Early lessons in disaster preparedness
The year 1907 is buried somewhere in history - not anywhere in the living memory of most people - but on January 14 of that year, on a sunny Monday afternoon, the Earth shook, and within the space of 20 seconds, three shocks reduced most of downtown Kingston to rubble.
The earthquake of 1907 has been described as one of the worst natural disasters recorded in history. This year marks 110 years since that earthquake struck Jamaica's capital - but it is a memory that is buried and forgotten in reams of yellowing pages in the annals of time.
But neither Mother Nature, nor her fury, has changed, and there are lessons to be learnt: to be prepared in the event of such disasters.

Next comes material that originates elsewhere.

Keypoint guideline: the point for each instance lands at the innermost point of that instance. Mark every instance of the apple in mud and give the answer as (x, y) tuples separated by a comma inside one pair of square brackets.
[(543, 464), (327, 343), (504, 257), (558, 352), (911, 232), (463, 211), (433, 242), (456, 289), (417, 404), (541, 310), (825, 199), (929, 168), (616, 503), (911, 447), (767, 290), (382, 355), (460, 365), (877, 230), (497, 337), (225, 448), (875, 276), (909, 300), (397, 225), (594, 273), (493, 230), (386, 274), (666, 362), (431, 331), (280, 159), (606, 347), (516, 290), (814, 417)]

Around 13,000 kilometres away from Jamaica, in Sendai city, Japan, children are learning those valuable lessons at school.
Shichigo Elementary School, the third largest school in the city, was affected by the 2011 earthquake and tsunami.
The school, post the 2011 earthquake and tsunami, was nominated by the ministry of education for disaster-management training. The curriculum was developed by the teachers in the school, based on their experiences.
In second grade, students learn how to prepare and save themselves when an earthquake strikes - they scanned posters of photos of the streets of the route they take to and from the school.
The topic was to look at possible dangers in transit and each student wrote their ideas on PostIt notes. At the end of the teaching session, the teacher asked the students to read from their PostIt notes, which were pasted on the posters for later reference.
"The aim is to have a curriculum that can be adapted in different locations in Japan and training can be given on different scenarios," Masaki Nakatsuji, vice-principal of the school.
Grade two students were divided into groups as they studied a poster with a photo of their route about which they had to give their input on how they would react and save themselves if an earthquake struck. "I will run to a safe location and hide there," said one student. Her classmate added, "I will run away from the danger." And another girl said that she would cover her head with her school bag. "I will run away from the light post and hide in a safe place," was another student's suggestion.
The students are taught the risks and dangers of natural disasters but are encouraged to be calm and positive.
Students of Grade four focus on safety and talk about solutions to the problem.
In a class, students filled out worksheets on the importance of protecting themselves at all times and being aware of their surroundings, and each had their recommendations. "These exercises," Nakatsuji said, "are an integral part of the school's curriculum, and especially after the March 2011 Tsunami, we are giving more emphasis to disaster preparedness and management."
As a part of the exercise, students are taken on field trips, along the routes they take from home to school, and familiarised with the shelters and spots where they can take refuge should an earthquake strike when they are in transit.
There are shops that have designated shelters for children on the premises.
Children also learn steps to take if there is torrential rain. There are two basic lessons that are reiterated. when there is an earthquake, they hide underneath the desks and are then evacuated from the schoolyard. In the case of a tsunami threat, the students are evacuated to the third floor.
The school actively collaborates with parents and the neighbouring communities. Once or twice in the school year, Nakatsuji informed, they have one drill each: to check the evacuation route in the event of an earthquake, and evacuation in case of a tsunami.
Students also participate in fire drills.
The school has allocated 30 hours in the year for grades one and two, and 35 hours in the year for grade three and above for disaster preparedness and training.
Shichigo Elementary School is developing a national curriculum on disaster preparedness based on its first-hand experiences with the deadly earthquake and tsunami that left more than 20,000 people dead in Sendai and surrounding regions.
"We learnt a lesson," said Tomoho Takahashi, principal. "And we are determined to pass down these lessons to the next generation so that they are better informed and equipped."
The visit to Japan was part of 'Pacific Islands and Caribbean Journalists' Programme' organised by the Tokyo-based Association for the Promotion of International Cooperation (APIC), with support from the Foreign Press Centre, Japan.